Before joining the reserves, I was quite shy and it has massively improved my confidence and the way in which I can communicate with people on all different levels. It teaches you the importance of respect, organisation and teamwork which are beneficial in day to day life.

For me, the best things about being a reservist are getting the opportunity to be part of something worthwhile and gaining life changing experiences at the same time; the friendships and bonds made with oppos (opposite numbers); and getting paid to spend time doing something I love.

I have had so many excellent experiences during my time as a reservist that it's hard to choose a favourite. I love the fact that I get to spend time on ranges doing target shooting and competitions both home and abroad and I get to race around the water in RIBs! My mobilisation in 2013 was probably the highlight of my time so far. I spent several weeks at sea on an Anti-Piracy mission – sailing through the Suez Canal to the Gulf of Aden and Arabian Sea, putting all of my training into a real situation.

Being based in London we get excellent opportunities to represent the Royal Navy and the Reserves for ceremonial purposes and I have been part of a Royal Guard for the Queen. I have also taken part in the Lord Mayors Show and the Festival of Remembrance at the Royal Albert Hall, and I appeared in the TV show “Ade in Britain” which features traditions throughout the UK.

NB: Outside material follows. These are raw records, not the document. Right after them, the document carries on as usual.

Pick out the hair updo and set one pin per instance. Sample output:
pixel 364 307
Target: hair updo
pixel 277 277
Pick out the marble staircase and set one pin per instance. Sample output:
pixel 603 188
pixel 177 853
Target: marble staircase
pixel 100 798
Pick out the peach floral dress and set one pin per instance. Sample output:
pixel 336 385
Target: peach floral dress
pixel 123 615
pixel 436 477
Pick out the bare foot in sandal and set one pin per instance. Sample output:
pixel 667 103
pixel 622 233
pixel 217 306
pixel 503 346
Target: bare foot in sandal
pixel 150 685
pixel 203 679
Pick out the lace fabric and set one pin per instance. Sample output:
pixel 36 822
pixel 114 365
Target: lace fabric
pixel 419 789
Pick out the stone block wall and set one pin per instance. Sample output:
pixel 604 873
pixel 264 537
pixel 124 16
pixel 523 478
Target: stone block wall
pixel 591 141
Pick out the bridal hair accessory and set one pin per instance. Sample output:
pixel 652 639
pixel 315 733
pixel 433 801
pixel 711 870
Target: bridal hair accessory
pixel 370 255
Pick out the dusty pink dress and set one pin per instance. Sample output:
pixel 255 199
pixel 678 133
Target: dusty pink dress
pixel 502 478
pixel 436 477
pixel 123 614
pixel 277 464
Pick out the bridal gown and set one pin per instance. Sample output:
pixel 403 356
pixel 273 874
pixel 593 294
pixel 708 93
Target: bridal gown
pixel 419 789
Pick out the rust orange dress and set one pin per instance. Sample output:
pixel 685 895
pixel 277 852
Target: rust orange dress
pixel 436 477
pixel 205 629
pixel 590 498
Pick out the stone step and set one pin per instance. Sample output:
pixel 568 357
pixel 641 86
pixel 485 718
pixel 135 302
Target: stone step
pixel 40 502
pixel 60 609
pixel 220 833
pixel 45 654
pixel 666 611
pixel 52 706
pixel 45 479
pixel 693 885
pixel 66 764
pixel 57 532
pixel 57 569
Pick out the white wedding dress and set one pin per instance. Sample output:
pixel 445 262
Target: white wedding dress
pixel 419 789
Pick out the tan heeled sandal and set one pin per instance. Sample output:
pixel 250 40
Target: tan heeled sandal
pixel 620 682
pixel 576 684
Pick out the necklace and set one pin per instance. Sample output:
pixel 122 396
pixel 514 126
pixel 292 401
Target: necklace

Leonardo has been very supportive of my reserve commitment and give extra days leave for training, which is a big help, otherwise it could take an extremely long time to achieve trained strength. When I was mobilised, HR helped me sort all the paperwork, and my boss was very supportive. On my return I came back to the same role and a catch up session was organised to make it a smooth transition back in to the business. I would encourage anyone with an interest in joining a Reserve Force to go along to a recruiting event, you have nothing to lose!